Qian Wenjia, Wang Xiaorui, Kang Yu, Pan Peichen, Hou Tingjun, Hsieh Chang-Yu
College of Pharmaceutical Sciences, Zhejiang University, Hangzhou, 310058, Zhejiang, China.
Dr. Neher's Biophysics Laboratory for Innovative Drug Discovery, State Key Laboratory of Quality Research in Chinese Medicine, Macau Institute for Applied Research in Medicine and Health, Macau University of Science and Technology, Macao, 999078, China.
J Cheminform. 2024 Mar 31;16(1):38. doi: 10.1186/s13321-024-00827-y.

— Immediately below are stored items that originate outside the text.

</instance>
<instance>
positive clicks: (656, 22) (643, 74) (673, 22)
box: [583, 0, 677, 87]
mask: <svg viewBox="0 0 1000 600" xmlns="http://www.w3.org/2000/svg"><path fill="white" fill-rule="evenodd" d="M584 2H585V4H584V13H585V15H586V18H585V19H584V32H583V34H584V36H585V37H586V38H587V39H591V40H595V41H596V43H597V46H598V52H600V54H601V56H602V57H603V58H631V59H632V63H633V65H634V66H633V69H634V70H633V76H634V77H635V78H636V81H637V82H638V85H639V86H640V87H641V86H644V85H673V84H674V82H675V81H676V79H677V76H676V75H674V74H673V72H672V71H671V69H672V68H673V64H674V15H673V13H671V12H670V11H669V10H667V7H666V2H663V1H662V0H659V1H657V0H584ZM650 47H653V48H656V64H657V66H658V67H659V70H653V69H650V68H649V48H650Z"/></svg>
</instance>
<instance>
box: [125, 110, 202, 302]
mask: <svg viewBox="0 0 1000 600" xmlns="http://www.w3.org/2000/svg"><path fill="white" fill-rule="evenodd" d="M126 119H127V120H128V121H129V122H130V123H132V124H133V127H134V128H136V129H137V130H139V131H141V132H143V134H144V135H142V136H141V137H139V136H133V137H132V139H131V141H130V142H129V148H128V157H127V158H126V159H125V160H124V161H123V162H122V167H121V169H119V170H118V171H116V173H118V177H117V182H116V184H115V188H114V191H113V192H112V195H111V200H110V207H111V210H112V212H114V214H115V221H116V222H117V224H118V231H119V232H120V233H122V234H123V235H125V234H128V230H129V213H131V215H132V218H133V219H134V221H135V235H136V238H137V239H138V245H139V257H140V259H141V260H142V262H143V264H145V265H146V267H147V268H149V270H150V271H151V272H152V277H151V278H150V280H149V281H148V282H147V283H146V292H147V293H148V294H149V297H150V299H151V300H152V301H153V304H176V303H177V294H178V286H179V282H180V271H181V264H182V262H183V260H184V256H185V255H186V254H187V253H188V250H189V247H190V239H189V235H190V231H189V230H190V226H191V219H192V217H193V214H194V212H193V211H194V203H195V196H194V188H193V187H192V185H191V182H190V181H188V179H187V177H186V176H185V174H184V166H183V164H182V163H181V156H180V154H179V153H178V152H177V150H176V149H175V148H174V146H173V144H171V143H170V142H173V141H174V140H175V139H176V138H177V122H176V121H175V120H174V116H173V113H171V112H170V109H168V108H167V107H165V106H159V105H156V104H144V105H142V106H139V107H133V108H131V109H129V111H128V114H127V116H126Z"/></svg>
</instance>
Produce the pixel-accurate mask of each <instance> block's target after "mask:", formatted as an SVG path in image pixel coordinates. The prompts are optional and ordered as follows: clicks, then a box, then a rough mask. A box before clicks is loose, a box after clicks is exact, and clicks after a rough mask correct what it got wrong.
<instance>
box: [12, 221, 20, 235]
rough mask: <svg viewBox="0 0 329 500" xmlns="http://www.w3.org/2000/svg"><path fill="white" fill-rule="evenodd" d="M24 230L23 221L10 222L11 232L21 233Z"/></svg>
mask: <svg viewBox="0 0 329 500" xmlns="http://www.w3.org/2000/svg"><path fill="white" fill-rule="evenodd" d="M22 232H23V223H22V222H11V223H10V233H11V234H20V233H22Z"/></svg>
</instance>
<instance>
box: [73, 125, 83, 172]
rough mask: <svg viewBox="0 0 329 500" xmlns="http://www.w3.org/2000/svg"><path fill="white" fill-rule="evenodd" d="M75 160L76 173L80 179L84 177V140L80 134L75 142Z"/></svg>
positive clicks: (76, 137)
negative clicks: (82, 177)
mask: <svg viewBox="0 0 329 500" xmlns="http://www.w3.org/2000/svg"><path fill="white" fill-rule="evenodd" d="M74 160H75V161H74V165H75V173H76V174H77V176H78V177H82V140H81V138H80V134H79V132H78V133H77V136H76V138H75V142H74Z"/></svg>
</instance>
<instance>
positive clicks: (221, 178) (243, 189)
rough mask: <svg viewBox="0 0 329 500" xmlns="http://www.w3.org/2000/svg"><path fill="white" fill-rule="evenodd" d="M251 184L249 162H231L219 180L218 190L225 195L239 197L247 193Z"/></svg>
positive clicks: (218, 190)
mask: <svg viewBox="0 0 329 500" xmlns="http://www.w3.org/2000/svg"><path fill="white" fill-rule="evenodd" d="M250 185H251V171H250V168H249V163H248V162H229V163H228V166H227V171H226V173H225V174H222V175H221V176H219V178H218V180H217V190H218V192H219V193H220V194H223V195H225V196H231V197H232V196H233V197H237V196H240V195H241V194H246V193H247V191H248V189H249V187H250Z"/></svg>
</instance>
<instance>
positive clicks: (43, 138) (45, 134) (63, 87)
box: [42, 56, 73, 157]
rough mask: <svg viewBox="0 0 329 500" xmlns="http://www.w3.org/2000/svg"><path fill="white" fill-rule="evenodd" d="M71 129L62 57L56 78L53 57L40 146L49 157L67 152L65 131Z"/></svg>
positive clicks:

Accurate prediction of the enzyme comission (EC) numbers for chemical reactions is essential for the understanding and manipulation of enzyme functions, biocatalytic processes and biosynthetic planning. A number of machine leanring (ML)-based models have been developed to classify enzymatic reactions, showing great advantages over costly and long-winded experimental verifications. However, the prediction accuracy for most available models trained on the records of chemical reactions without specifying the enzymatic catalysts is rather limited. In this study, we introduced BEC-Pred, a BERT-based multiclassification model, for predicting EC numbers associated with reactions. Leveraging transfer learning, our approach achieves precise forecasting across a wide variety of Enzyme Commission (EC) numbers solely through analysis of the SMILES sequences of substrates and products. BEC-Pred model outperformed other sequence and graph-based ML methods, attaining a higher accuracy of 91.6%, surpassing them by 5.5%, and exhibiting superior F1 scores with improvements of 6.6% and 6.0%, respectively. The enhanced performance highlights the potential of BEC-Pred to serve as a reliable foundational tool to accelerate the cutting-edge research in synthetic biology and drug metabolism. Moreover, we discussed a few examples on how BEC-Pred could accurately predict the enzymatic classification for the Novozym 435-induced hydrolysis and lipase efficient catalytic synthesis. We anticipate that BEC-Pred will have a positive impact on the progression of enzymatic research.
准确预测化学反应的酶委员会(EC)编号对于理解和操控酶的功能、生物催化过程及生物合成规划至关重要。已经开发了许多基于机器学习(ML)的模型来对酶促反应进行分类,相较于成本高昂且冗长的实验验证展现出了巨大优势。然而,大多数基于未指定酶催化剂的化学反应记录训练的现有模型的预测准确性相当有限。在本研究中,我们引入了BEC-Pred,一种基于BERT的多分类模型,用于预测与反应相关的EC编号。利用迁移学习,我们的方法仅通过分析底物和产物的SMILES序列就能在各种酶委员会(EC)编号上实现精确预测。BEC-Pred模型优于其他基于序列和图的ML方法,达到了91.6%的更高准确率,比它们高出5.5%,并且分别在F1分数上有6.6%和6.0%的提升,展现出卓越性能。性能的提升凸显了BEC-Pred作为可靠基础工具加速合成生物学和药物代谢前沿研究的潜力。此外,我们讨论了一些关于BEC-Pred如何能够准确预测诺维信435诱导的水解和脂肪酶高效催化合成的酶分类的例子。我们预计BEC-Pred将对酶学研究的进展产生积极影响。